Supervisor Chairman Louis Boitano said contracting with AFPD would be OK, and if it ceases, Prop 172 funds would go away. Supervisor Brian Oneto suggested a year for districts to decide whether they would consolidate. He said “committing is one thing, but it’s another thing to sign on.”
Supervisor John Plasse agreed with a year timeframe “because the next agenda item is a budget item where we could be spending Prop 172 money.” That was the Local Community Corrections task force issue.
Forster said “a year’s plenty of time. They should have been thinking about this.” He said they should show “substantial progress toward consolidation.”
Novelli said if some departments don’t want to consolidate, then the board needs to decide what we want to do with these funds. He said: “I don’t want to dictate. I want to see if it’s going for the right thing, and if it is not then we make that determination.”
Boitano said “I don’t think threatening them is the way to go. They need to be pushed. That’s the bottom line.” Forster agreed. He suggested Novelli get with Boitano and write a letter to fire agencies asking for Prop 172 accounting on a yearly basis of how that money was spent, along with the year timeline to decide on consolidation.

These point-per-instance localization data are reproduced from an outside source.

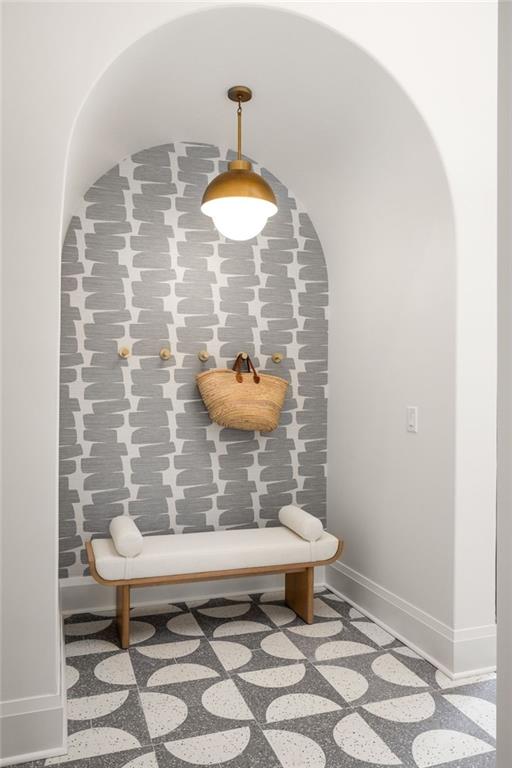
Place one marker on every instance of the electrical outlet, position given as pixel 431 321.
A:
pixel 412 418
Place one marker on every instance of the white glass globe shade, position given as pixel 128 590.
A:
pixel 239 218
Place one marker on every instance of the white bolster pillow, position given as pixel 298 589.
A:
pixel 127 538
pixel 302 523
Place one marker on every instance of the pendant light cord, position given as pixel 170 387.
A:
pixel 239 122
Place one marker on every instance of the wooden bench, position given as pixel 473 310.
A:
pixel 173 559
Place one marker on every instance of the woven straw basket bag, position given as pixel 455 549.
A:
pixel 247 400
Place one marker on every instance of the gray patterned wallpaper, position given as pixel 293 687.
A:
pixel 142 267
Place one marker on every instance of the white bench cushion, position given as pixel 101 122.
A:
pixel 171 555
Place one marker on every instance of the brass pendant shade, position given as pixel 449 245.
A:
pixel 239 200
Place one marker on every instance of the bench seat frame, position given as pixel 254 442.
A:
pixel 299 583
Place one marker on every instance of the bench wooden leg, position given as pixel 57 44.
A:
pixel 123 614
pixel 299 593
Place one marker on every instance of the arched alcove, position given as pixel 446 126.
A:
pixel 342 133
pixel 143 268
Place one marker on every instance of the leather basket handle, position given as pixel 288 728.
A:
pixel 237 367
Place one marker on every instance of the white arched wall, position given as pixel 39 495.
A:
pixel 335 126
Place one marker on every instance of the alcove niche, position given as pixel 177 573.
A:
pixel 332 124
pixel 144 269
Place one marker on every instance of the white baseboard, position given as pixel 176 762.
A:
pixel 456 652
pixel 81 593
pixel 34 728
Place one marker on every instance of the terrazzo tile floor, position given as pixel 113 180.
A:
pixel 244 683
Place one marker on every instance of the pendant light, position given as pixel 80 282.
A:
pixel 239 201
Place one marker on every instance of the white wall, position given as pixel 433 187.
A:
pixel 504 602
pixel 438 493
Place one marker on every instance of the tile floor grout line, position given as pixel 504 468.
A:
pixel 309 661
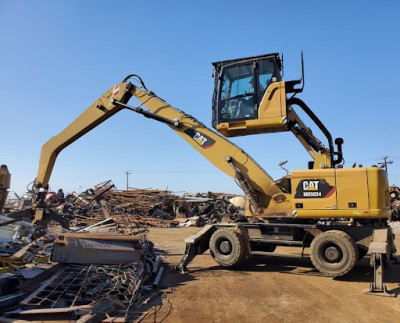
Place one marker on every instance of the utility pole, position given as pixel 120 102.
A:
pixel 127 178
pixel 385 162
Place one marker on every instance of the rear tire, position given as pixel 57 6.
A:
pixel 229 246
pixel 334 253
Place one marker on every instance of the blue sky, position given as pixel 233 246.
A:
pixel 58 57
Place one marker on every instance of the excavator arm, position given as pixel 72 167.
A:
pixel 258 186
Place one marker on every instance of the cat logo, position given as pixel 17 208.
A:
pixel 202 139
pixel 314 188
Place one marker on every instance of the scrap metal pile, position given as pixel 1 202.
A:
pixel 139 208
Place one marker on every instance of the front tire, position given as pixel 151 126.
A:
pixel 229 246
pixel 334 253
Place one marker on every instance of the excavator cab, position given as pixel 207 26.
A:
pixel 249 96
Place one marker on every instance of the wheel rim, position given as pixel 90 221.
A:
pixel 224 246
pixel 331 253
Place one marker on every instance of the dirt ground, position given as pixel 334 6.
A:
pixel 279 287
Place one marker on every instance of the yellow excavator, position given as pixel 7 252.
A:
pixel 339 213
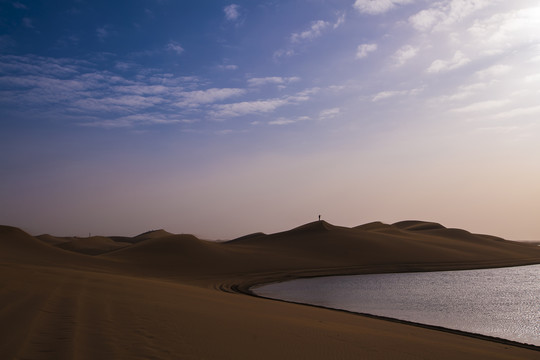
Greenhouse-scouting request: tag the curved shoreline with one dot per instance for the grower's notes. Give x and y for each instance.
(245, 288)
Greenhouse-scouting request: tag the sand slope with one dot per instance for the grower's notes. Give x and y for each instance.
(173, 296)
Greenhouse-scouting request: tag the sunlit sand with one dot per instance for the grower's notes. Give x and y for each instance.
(166, 296)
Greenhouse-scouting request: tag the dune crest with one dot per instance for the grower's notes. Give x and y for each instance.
(166, 296)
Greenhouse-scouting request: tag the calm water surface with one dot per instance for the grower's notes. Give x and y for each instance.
(504, 302)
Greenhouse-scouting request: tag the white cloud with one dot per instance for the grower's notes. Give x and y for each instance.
(286, 121)
(272, 80)
(27, 22)
(174, 46)
(196, 98)
(259, 106)
(228, 67)
(482, 106)
(404, 54)
(283, 52)
(364, 49)
(519, 112)
(248, 107)
(458, 60)
(504, 31)
(374, 7)
(19, 5)
(340, 21)
(329, 113)
(383, 95)
(315, 30)
(493, 71)
(444, 13)
(231, 12)
(426, 19)
(103, 32)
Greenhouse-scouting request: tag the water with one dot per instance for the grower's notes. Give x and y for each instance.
(503, 302)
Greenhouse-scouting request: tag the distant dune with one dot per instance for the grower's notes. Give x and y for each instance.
(165, 296)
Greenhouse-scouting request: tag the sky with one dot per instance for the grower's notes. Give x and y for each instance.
(221, 118)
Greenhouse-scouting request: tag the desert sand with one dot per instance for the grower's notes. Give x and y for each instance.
(165, 296)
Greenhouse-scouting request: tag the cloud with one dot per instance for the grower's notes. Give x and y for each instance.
(404, 54)
(374, 7)
(519, 112)
(272, 80)
(6, 42)
(231, 12)
(458, 60)
(82, 92)
(175, 47)
(27, 22)
(329, 113)
(482, 106)
(19, 5)
(504, 31)
(340, 21)
(493, 71)
(196, 98)
(257, 106)
(228, 67)
(314, 31)
(286, 121)
(444, 13)
(383, 95)
(283, 53)
(364, 49)
(103, 32)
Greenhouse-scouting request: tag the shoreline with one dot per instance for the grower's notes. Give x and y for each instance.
(247, 289)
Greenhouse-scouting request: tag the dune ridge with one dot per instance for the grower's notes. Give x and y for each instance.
(167, 296)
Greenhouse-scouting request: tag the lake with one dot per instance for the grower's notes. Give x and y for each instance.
(502, 302)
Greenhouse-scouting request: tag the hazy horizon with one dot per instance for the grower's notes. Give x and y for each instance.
(222, 118)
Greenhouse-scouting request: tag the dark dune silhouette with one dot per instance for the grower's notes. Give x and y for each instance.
(163, 296)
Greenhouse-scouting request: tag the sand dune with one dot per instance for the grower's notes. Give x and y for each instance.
(167, 296)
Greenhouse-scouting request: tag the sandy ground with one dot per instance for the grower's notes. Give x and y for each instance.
(178, 297)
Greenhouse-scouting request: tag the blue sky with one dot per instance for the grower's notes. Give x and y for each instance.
(223, 118)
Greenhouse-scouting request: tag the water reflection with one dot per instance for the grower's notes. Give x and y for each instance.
(496, 302)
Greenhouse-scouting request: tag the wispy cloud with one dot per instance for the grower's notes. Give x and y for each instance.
(315, 30)
(232, 12)
(404, 54)
(228, 67)
(257, 106)
(458, 60)
(27, 22)
(19, 5)
(277, 80)
(287, 121)
(444, 13)
(103, 32)
(364, 49)
(482, 106)
(383, 95)
(196, 98)
(493, 71)
(175, 47)
(329, 113)
(374, 7)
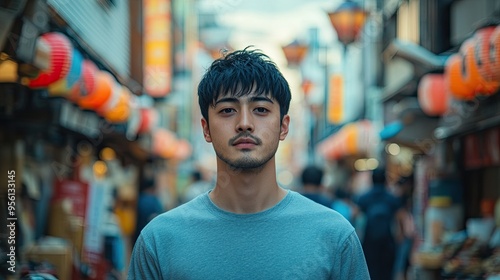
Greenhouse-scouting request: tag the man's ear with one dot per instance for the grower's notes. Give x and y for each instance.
(284, 127)
(206, 131)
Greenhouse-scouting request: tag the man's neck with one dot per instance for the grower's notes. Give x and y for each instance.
(246, 192)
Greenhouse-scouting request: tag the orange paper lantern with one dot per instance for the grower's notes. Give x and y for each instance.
(121, 111)
(101, 93)
(471, 75)
(433, 96)
(482, 52)
(454, 79)
(164, 143)
(183, 150)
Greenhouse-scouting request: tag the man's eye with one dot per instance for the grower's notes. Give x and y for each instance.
(227, 110)
(261, 110)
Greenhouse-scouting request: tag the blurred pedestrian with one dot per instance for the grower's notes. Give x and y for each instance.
(405, 231)
(148, 206)
(343, 204)
(379, 207)
(247, 227)
(312, 187)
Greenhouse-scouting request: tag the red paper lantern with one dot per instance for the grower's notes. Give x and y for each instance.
(454, 79)
(86, 84)
(101, 93)
(433, 96)
(495, 53)
(59, 61)
(471, 75)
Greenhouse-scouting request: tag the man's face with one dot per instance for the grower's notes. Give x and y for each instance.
(245, 131)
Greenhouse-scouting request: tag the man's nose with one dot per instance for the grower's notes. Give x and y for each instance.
(245, 121)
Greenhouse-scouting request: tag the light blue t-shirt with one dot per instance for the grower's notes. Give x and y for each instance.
(295, 239)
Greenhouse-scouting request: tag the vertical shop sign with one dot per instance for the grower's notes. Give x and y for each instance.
(492, 147)
(473, 158)
(336, 99)
(157, 47)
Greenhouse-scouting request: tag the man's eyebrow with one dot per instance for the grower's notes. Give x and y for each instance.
(226, 99)
(236, 100)
(261, 98)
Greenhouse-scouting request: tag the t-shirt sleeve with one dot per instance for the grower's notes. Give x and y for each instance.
(352, 260)
(143, 262)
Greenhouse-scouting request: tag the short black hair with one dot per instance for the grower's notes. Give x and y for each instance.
(312, 175)
(242, 72)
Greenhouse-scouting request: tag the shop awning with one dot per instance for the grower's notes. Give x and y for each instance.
(411, 126)
(357, 138)
(411, 62)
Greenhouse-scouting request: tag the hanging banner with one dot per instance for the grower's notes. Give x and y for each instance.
(157, 47)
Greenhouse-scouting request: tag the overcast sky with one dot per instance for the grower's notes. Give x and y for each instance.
(270, 24)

Boitano said: “I think we ought to get on the road to getting everybody consolidated. The sooner we start, the sooner we get it done.”
Novelli said some don’t want to consolidate, and if they don’t, “I do not want to force them to do it. But we should make it clear that if they don’t, the Prop 172 money will be lost.”
Boitano said he has “assured each district that it can keep its own identity.”